June 5, 2013 at 4:43 p.m.
The new cricket league format doesn’t work.
Putting all 12 teams in one league makes it impossible to develop young cricketers. The gap is too big between the top teams and the bottom teams.
A 14-year-old is learning how to play a straight drive or learning how to play a straight ball as opposed to a seasoned player.
Everywhere else in the world, they have two or three leagues. If you look at the ICC World Cricket league, they have eight divisions. They have that for a reason, because you want to have competitiveness so all teams get a chance to develop. Every single game becomes competitive and the teams that move up a division, then have a chance to advance.
We had David Moore here for three years. He put together a plan of promotion and relegation of two leagues. The coach is leaving so we’re scrapping his plan and changing it into a format of open cricket. We’ve wasted the foundation he set for us. If I start as an intern at a newspaper and then next week they want me to compete with the editor, that’s impossible.

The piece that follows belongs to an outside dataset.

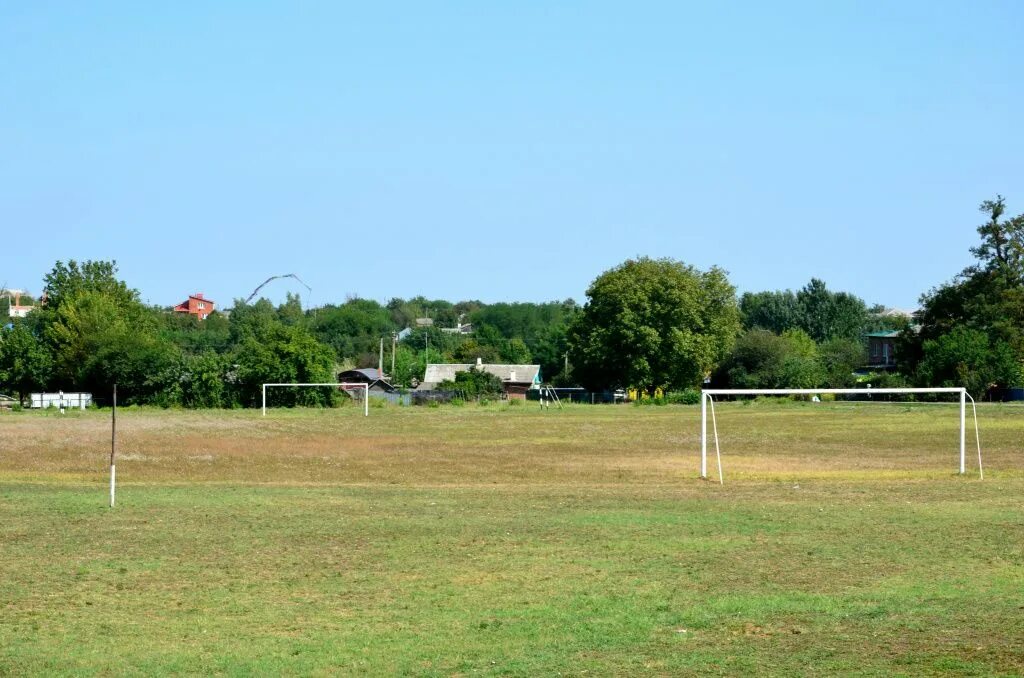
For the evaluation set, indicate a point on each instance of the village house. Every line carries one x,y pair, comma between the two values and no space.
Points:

The mismatches between the top and bottom teams create shorter games, which means the guys aren’t playing very much. That hurts the development of both the younger players and the veterans who are supposed to be playing for the national team.
You want every single game to be competitive, that you have at least some chance of winning.

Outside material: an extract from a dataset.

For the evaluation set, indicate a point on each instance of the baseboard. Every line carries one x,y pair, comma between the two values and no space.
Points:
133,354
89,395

I can’t tell the youngsters at Warwick we have a chance to win when we’re playing St David’s or Southampton Rangers — that would be a blatant lie.
So we have to set a target like seeing if we can bat 25 overs or get 100 runs — that would be a win for us. That’s the way we have to approach those matches because it is impossible to win. But that’s not the way league cricket should be.
Our national team is in the World Cricket League Division 3. They still need to work on their game and sharpen their skills. The argument that the league should be about development doesn’t work.
So what should our national team players do when we come to the mismatches? Sit out so the younger guys on their teams get a chance to play to develop?
The top players have to be able to play a competitive match, or as close to one as possible, every single week.
This format doesn’t allow that.
It doesn’t make sense for them to rollover a bottom team and score 400 runs or bowl them out for 70-odd runs. How are they developing that way?
When they come up against top opposition at the national team level we’re out for 70 or 80 runs.
They need to be put under pressure every single game in league cricket so when they are in the same situation at the national team level, they don’t crumble. They’ll know how to handle it.
This format is just a lose-lose situation. If the senior players sit out or play, they aren’t developing. If they play, the mismatches create a situation where the bottom teams aren’t developing. The whole format needs a rethink for next season where we go back to two leagues with six team each.
Lionel Cann is Warwick captain/coach and a Bermuda international.